Conjuguer héritage couture et radicalité conceptuelle
Dès ses premières silhouettes, Jonathan Anderson ancre son discours dans les codes de Dior. Le nœud, la cape et la robe boule rappellent le riche passé de la maison. Mais le styliste les réinterprète à sa manière, en volumes exagérés et avec des formes sculpturales.
Ainsi, une robe blanche courte à nœud exagéré ouvre le défilé. Un tailleur jupe aux proportions revisitées et à la coupe extra courte détourne la silhouette Bar iconique. Les capes théâtrales se marient au pantalon en jean. Elles convoquent l’histoire Dior pour mieux la distordre à grand renfort de modernité.
Le résultat ? Une collection qui brouille volontairement les lignes entre héritage couture et art contemporain. Donc une vision fidèle à l’approche intellectuelle de Jonathan Anderson.
Du discours féministe au dialogue culturel
Sous Maria Grazia Chiuri, Dior s’était affirmée comme une maison porteuse d’un message féministe.

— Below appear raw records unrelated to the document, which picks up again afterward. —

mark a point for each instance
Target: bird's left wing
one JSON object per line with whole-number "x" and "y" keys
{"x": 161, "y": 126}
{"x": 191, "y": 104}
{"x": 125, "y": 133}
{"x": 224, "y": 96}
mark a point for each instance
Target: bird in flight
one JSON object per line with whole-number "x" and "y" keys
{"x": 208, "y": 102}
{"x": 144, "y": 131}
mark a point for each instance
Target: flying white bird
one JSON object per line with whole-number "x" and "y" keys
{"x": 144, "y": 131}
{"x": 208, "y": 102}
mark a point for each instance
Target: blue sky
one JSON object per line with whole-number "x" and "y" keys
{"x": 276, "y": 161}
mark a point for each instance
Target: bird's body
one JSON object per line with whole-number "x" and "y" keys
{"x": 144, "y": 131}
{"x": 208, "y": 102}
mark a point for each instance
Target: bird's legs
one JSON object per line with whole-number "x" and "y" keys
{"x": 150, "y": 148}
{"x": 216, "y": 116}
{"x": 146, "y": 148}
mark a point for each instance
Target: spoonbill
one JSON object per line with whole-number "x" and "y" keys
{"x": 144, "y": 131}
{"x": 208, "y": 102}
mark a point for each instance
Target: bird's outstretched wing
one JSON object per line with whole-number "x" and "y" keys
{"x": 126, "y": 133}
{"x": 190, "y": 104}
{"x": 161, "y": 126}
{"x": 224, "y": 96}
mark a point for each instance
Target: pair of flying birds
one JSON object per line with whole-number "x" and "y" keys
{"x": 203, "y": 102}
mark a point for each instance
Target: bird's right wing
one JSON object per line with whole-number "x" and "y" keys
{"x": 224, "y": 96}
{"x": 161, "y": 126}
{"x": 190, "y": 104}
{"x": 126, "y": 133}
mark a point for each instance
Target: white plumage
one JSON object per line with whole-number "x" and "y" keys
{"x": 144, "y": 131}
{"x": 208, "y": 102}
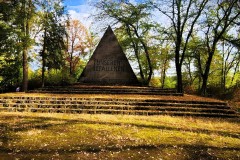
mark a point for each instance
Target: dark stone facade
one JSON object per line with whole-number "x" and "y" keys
{"x": 108, "y": 64}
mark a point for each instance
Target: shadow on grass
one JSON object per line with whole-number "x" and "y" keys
{"x": 13, "y": 123}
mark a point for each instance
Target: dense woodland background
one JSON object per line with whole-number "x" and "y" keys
{"x": 198, "y": 38}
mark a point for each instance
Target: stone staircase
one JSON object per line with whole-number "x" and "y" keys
{"x": 129, "y": 106}
{"x": 81, "y": 89}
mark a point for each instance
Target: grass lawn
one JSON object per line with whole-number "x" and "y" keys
{"x": 85, "y": 136}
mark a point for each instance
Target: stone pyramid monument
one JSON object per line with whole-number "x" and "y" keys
{"x": 108, "y": 64}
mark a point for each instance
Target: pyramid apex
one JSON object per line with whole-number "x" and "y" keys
{"x": 108, "y": 64}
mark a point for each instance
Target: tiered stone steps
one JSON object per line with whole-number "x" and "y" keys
{"x": 81, "y": 89}
{"x": 128, "y": 106}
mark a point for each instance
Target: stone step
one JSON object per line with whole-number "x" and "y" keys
{"x": 106, "y": 90}
{"x": 128, "y": 112}
{"x": 97, "y": 103}
{"x": 115, "y": 106}
{"x": 118, "y": 107}
{"x": 104, "y": 100}
{"x": 109, "y": 92}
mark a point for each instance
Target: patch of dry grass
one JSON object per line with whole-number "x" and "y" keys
{"x": 85, "y": 136}
{"x": 186, "y": 97}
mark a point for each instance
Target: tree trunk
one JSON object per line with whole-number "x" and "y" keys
{"x": 43, "y": 57}
{"x": 179, "y": 78}
{"x": 206, "y": 74}
{"x": 136, "y": 51}
{"x": 25, "y": 69}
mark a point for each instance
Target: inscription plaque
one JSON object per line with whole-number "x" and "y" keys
{"x": 108, "y": 64}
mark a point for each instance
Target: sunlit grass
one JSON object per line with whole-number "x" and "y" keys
{"x": 118, "y": 136}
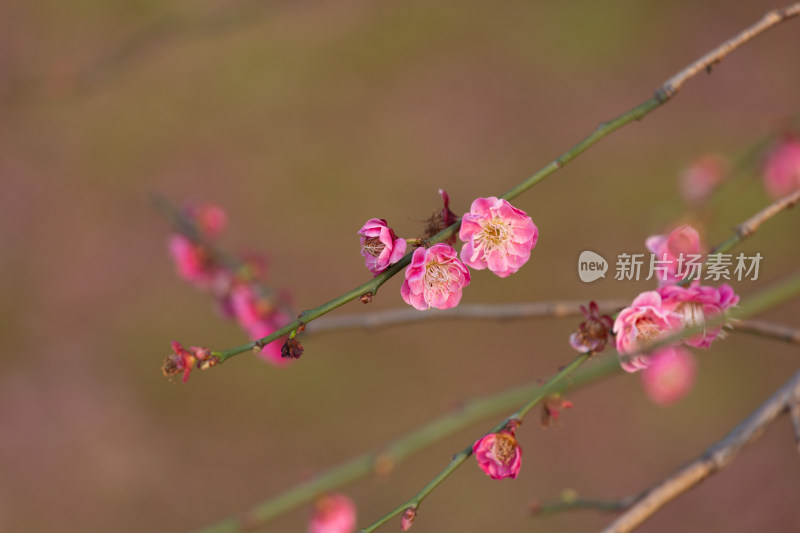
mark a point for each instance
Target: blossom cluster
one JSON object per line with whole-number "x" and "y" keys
{"x": 496, "y": 235}
{"x": 676, "y": 304}
{"x": 236, "y": 283}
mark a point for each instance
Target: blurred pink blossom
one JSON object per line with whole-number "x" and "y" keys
{"x": 645, "y": 321}
{"x": 210, "y": 219}
{"x": 695, "y": 305}
{"x": 782, "y": 168}
{"x": 670, "y": 376}
{"x": 191, "y": 260}
{"x": 333, "y": 513}
{"x": 498, "y": 455}
{"x": 682, "y": 241}
{"x": 497, "y": 236}
{"x": 435, "y": 278}
{"x": 380, "y": 246}
{"x": 702, "y": 177}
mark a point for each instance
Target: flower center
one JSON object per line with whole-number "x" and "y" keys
{"x": 373, "y": 246}
{"x": 505, "y": 447}
{"x": 692, "y": 314}
{"x": 647, "y": 330}
{"x": 436, "y": 277}
{"x": 494, "y": 234}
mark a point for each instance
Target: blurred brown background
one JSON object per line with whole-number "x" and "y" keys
{"x": 304, "y": 119}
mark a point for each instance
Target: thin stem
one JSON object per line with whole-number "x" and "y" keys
{"x": 397, "y": 317}
{"x": 769, "y": 330}
{"x": 765, "y": 299}
{"x": 714, "y": 459}
{"x": 555, "y": 384}
{"x": 662, "y": 95}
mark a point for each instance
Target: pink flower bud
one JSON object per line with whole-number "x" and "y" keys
{"x": 435, "y": 278}
{"x": 497, "y": 236}
{"x": 670, "y": 376}
{"x": 191, "y": 260}
{"x": 782, "y": 168}
{"x": 683, "y": 241}
{"x": 333, "y": 513}
{"x": 697, "y": 304}
{"x": 380, "y": 246}
{"x": 498, "y": 455}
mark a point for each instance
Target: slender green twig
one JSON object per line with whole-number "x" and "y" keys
{"x": 763, "y": 300}
{"x": 662, "y": 95}
{"x": 555, "y": 384}
{"x": 402, "y": 448}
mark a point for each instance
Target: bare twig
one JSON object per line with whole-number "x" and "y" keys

Et la Galerie Dior avait d’ailleurs été mise à contribution lors de l’exposition We Should All Be Feminists. Mais le contexte a changé. En 2025, les maisons de luxe sont devenues plus prudentes dans leurs prises de parole. Et on assiste à un glissement de terrain manifeste. D’un luxe en quête de sens, nous sommes passés à un luxe en quête d’appartenance culturelle. Une distinction qui se retrouve dans le changement de cap de Dior.
Car la sphère culturelle, c’est précisément le terrain sur lequel Anderson excelle. Il cultive une aura artistique forte. Il se définit lui-même comme un « curateur » de l’héritage Dior. Et il aborde la maison parisienne avec ce même goût de l’expérimentation esthétique qui a fait son succès chez Loewe. Au mépris des racines de Dior ? La maison de l’avenue Montaigne est un symbole d’élégance intemporelle. Mais a-t-elle vraiment les armes pour lutter sur le créneau de l’avant-garde ?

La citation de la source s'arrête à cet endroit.